The STALIF C-Ti device (Centinel Spine)

The STALIF C-Ti integrated cage-screw implant (Centinel Spine) has demonstrated statistically significant and clinically meaningful improvements in all available patient reported outcome scores out to 12 months, a new prospective multicentre study has found.

The study, the findings of which were published in the Journal of Surgery & Anesthesia Research by Jad Khalil (William Beaumont Hospital, Royal Oak, USA) et al, also showed that the STALIF C-Ti device is associated with minimal complication rates at 12 months.

Although observed fusion rates were lower than reported literature comparisons, no radiographic device related complications and only one incidence of subsidence was noted. In addition, low rates of both dysphagia and serious/device related adverse events were reported at 12 months.

A total of 145 patients (average age 50.11 years; 45% male) were included in the study. All patient reported outcomes scores, including Neck Disability Index (NDI), Visual Analogue Scale (VAS) Neck, VAS Left Arm and VAS Right Arm, demonstrated statistically significant improvements at six-weeks follow-up and were maintained out to 12-month follow-up.

Six weeks follow-up NDI decreased to 33.30 (p<0.001, 18.30-point decrease), VAS Neck decreased to 29.89 (p<0.001, 41.34-point decrease), VAS Right Arm decreased to 21.43 (p<0.001, 30.04-point decrease), and VAS Left Arm decreased to 18.73 (SD p<0.001, 26.6-point decrease).

Twelve-month outcome scores maintained statistically significant improvement over baseline preoperative values.
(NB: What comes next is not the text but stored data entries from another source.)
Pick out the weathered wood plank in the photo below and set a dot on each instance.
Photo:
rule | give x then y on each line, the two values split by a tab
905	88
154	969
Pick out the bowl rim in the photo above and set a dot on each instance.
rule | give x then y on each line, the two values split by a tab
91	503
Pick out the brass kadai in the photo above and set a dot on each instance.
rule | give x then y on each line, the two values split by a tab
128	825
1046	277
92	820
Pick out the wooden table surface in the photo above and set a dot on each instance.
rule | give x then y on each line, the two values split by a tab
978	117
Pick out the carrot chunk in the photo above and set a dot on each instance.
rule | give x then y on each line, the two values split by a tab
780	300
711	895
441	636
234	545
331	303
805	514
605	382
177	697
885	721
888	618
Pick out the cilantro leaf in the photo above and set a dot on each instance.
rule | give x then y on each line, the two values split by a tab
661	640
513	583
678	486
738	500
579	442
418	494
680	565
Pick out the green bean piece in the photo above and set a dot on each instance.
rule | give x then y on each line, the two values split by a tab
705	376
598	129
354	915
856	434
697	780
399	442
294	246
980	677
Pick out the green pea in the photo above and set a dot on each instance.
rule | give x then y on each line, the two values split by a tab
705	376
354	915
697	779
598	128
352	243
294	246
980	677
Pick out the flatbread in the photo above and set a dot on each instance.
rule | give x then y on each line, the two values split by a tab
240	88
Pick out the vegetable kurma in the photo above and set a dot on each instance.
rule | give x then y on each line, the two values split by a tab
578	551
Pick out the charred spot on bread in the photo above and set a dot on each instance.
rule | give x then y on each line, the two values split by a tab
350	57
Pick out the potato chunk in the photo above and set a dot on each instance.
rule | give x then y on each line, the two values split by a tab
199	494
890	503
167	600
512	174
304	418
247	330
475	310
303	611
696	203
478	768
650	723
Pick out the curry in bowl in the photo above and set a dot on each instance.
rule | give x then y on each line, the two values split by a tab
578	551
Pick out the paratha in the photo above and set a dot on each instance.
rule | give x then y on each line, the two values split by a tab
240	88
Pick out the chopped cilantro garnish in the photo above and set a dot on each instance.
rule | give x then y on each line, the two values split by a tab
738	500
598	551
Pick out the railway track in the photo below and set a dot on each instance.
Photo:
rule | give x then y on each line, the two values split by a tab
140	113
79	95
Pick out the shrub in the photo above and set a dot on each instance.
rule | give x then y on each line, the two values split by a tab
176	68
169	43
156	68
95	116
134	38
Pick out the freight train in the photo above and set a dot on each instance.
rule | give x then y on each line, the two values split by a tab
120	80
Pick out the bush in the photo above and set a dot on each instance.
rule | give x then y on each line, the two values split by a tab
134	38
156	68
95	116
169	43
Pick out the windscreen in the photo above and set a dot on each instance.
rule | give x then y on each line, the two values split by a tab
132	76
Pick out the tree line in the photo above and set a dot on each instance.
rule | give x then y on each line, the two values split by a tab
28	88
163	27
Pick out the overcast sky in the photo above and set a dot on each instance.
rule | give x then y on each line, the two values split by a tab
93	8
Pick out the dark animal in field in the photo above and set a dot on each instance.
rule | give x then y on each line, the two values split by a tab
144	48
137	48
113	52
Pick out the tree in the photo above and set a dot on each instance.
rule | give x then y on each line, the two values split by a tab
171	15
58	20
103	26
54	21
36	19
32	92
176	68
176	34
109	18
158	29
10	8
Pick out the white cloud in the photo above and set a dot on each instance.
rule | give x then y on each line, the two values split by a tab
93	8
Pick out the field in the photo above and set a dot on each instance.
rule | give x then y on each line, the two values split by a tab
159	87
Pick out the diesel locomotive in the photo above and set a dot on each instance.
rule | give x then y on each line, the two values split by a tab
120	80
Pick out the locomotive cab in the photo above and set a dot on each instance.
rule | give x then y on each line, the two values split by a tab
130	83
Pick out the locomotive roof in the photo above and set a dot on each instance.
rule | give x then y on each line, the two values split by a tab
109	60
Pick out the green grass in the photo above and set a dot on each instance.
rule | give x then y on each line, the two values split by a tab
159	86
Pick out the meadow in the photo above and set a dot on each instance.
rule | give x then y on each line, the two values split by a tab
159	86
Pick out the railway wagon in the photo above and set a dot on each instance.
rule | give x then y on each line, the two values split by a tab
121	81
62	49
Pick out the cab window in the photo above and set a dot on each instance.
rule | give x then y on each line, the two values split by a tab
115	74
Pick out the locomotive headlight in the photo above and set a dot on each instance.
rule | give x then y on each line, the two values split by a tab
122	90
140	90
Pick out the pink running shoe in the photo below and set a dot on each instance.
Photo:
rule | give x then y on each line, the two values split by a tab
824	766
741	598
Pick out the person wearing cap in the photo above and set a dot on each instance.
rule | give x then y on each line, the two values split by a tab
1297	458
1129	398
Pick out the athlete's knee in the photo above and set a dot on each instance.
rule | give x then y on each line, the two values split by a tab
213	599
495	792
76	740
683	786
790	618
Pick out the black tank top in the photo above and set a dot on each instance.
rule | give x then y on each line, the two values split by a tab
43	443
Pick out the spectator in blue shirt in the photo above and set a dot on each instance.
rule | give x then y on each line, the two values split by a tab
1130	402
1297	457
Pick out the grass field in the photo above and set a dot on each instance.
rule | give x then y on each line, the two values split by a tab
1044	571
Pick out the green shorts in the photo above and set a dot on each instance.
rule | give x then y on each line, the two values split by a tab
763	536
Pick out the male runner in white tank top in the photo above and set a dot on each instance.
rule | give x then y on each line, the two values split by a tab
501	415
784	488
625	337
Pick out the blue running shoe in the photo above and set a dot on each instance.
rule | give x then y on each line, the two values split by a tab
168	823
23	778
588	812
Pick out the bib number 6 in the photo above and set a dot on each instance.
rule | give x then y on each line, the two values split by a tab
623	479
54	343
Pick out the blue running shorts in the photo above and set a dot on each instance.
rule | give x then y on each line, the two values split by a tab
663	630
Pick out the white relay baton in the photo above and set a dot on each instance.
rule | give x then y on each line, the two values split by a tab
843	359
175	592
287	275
Statistically significant improvements (p<0.001) were maintained out to 12-month follow-up for all patient reported outcome scores: NDI 22.48 (29.77-point decrease), VAS Neck 22.48 (48.43-point decrease), VAS Right Arm 18.77 (32.48-point decrease), and VAS Left Arm 16.67 (26.93-point decrease).

Furthermore, 12-month NDI and VAS neck pain scores exceeded the minimal clinically important difference (MCID) threshold range and VAS arm pain scores were in the upper 50% of reported MCID threshold ranges.

Co-investigator Khalil said: “This is what I believe to be a very important multicentre study on stand-alone devices. There is very little data on stand-alone devices. And, while reference is frequently made comparing cervical fusions, the majority of those references are comparing plated fusions.

“This study was undertaken to determine if there was an advantage to an integrated interbody device over traditional plated fusion. The study was conducted at 11 centres across the country—a mix of private practice and university-based programs, with all data collected and entered into a validated database. I believe this study will be very important in influencing fusion device selection and is long overdue.”

Centinel Spine CEO, Steve Murray, added: “We are committed to providing clinical evidence to support our portfolio of devices and this study is one of the few multicentre prospective clinical evaluations of this type of technology. We are dedicated to advancing evidence that further supports the stand-alone fusion platform that was pioneered by Centinel Spine.”